Richard Rubin Back Over There: One American Time-Traveler, 100 Years Since the Great War, 500 Miles of Battle-scarred French Countryside, and Too Many Trenches, Shells, legends and Ghosts to Count (2017)
In The Last of the Doughboys, Richard Rubin introduced readers to a forgotten generation of Americans: the men and women who fought and won the First World War. Interviewing the war’s last survivors face-to-face, he knew well the importance of being present if you want to get the real story. But he soon came to realize that to get the whole story, he had to go Over There, too. So he did, and discovered that while most Americans regard that war as dead and gone, to the French, who still live among its ruins and memories, it remains very much alive
Linda Greenlaw Seaworthy: A Swordboat Captain Returns to the Sea (2010)
The author’s sequel to The Hungry Ocean is an account of her return to swordfishing. Capturing the moment-by-moment details of her journey, Seaworthy is Greenlaw’s narrative about a person setting her own terms and finding her true self between land and water.

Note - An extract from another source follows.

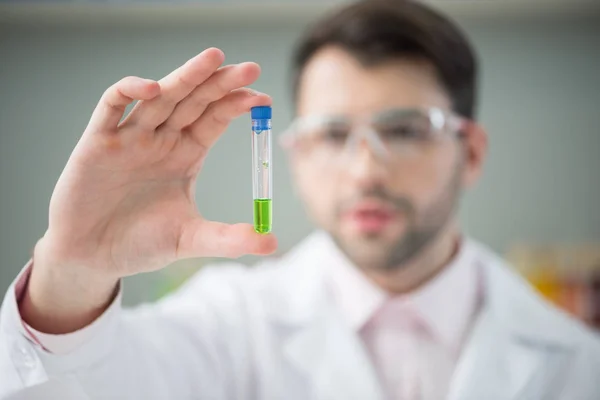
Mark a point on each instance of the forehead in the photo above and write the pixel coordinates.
(334, 82)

Bernd Heinrich A Naturalist at Large: The Best Essays of Bernd Heinrich (2018)
From the acclaimed scientist and writer, essays collected for the first time in book form, on ravens and other birds, insects, trees, elephants, and more: once again ‘passionate observations [that] superbly mix memoir and science.
Jaed Coffin Roughhouse Friday: A Memoir (2019)
The author recounts his time spent in Alaska, boxing. A beautifully crafted memoir about fathers and sons, masculinity, and the lengths we sometimes go to in order to confront our past.
Erin French Finding Freedom: A Cook’s Story: Remaking a Life From Scratch (2021)
Long before The Lost Kitchen became a world dining destination, Erin French was a girl roaming barefoot on a 25-acre farm, a teenager falling in love with food while working the line at her dad’s diner and a young woman finding her calling as a professional chef at her tiny restaurant tucked into a 19th century mill
Kerri Arsenault Mill Town: Reckoning with What Remains (2020)
Kerri Arsenault grew up in the rural working class town of Mexico, Maine. For over 100 years the community orbited around a paper mill that employs most townspeople. Arsenault sifts through historical archives and scientific reports, talking to family and neighbors, and examining her own childhood to present a portrait of a community that illuminates not only the ruin of her hometown and the collapse of the working-class of America.
Louise Dickinson Rich (1903—1991) We Took to the Woods (1942)
In her early thirties, Louise Dickinson Rich took to the woods of Maine with her husband. They found their livelihood and raised a family in the remote backcountry settlement of Middle Dam, in the Rangeley area. Louise made time after morning chores to write about their lives.